Thomas Buckley and Ruth David

(Bloomberg) -- Kraft Heinz Co. made a $143 billion offer for Unilever in what would be the largest-ever takeover in the food or beverage industry, opening a campaign to create a consumer-goods giant with household names from Dove soap to Heinz ketchup.

Unilever said Friday it rejected the $50 a share proposal, comprising about two-thirds in cash and a third in new stock. The approach “fundamentally undervalues” the company, Unilever said, adding that it doesn’t see a basis for further discussions. Kraft Heinz said earlier it would seek to gain an agreement on the terms of a transaction.

Unilever shares surged 13 percent to a record in London, valuing the maker of Hellmann’s mayonnaise at more than 114 billion pounds ($142 billion). The Anglo-Dutch company’s stock gained 13 percent in Amsterdam, while Kraft Heinz rallied more than 7 percent in New York at 11:40 a.m. local time. Under U.K. takeover rules, Kraft Heinz has a month to make a firm bid -- or else it would have to walk away for six months.

The bid underscores consolidation among consumer-goods companies searching for profit-growth strategies as conditions become tougher across the globe. Kraft Heinz itself was forged in a $55 billion combination orchestrated by Warren Buffett’s Berkshire Hathaway Inc. and Brazilian investment firm 3G Capital, which had teamed up two years earlier on a buyout of H.J. Heinz.

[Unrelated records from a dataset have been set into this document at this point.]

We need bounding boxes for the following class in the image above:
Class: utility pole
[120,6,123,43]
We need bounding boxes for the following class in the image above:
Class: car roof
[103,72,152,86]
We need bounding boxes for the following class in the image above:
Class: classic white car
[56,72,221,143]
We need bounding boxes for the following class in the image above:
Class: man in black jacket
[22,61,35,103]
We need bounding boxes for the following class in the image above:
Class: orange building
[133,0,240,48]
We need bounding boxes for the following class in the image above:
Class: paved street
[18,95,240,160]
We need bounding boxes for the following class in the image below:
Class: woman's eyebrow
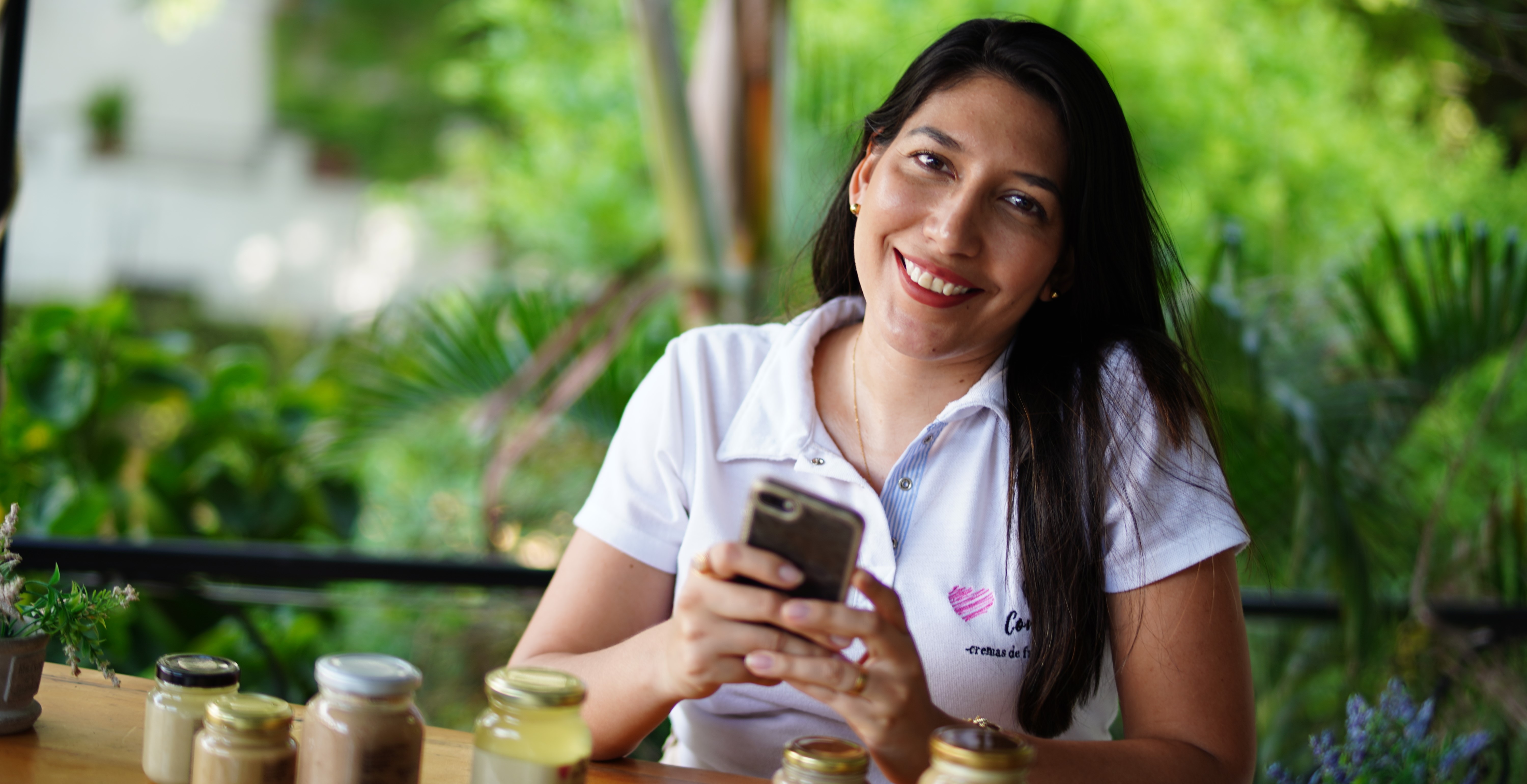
[907,125,965,152]
[1011,171,1060,198]
[907,125,1060,197]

There had been speculation that 3G would look to buy another food company and resume a cost-cutting cycle spearheaded by Chief Executive Officer Bernardo Hees. Mondelez International Inc., General Mills Inc. and Kellogg Co. had been mentioned as potential targets. The acquisition would depend on Berkshire Hathaway for financing, according to a person familiar with the situation.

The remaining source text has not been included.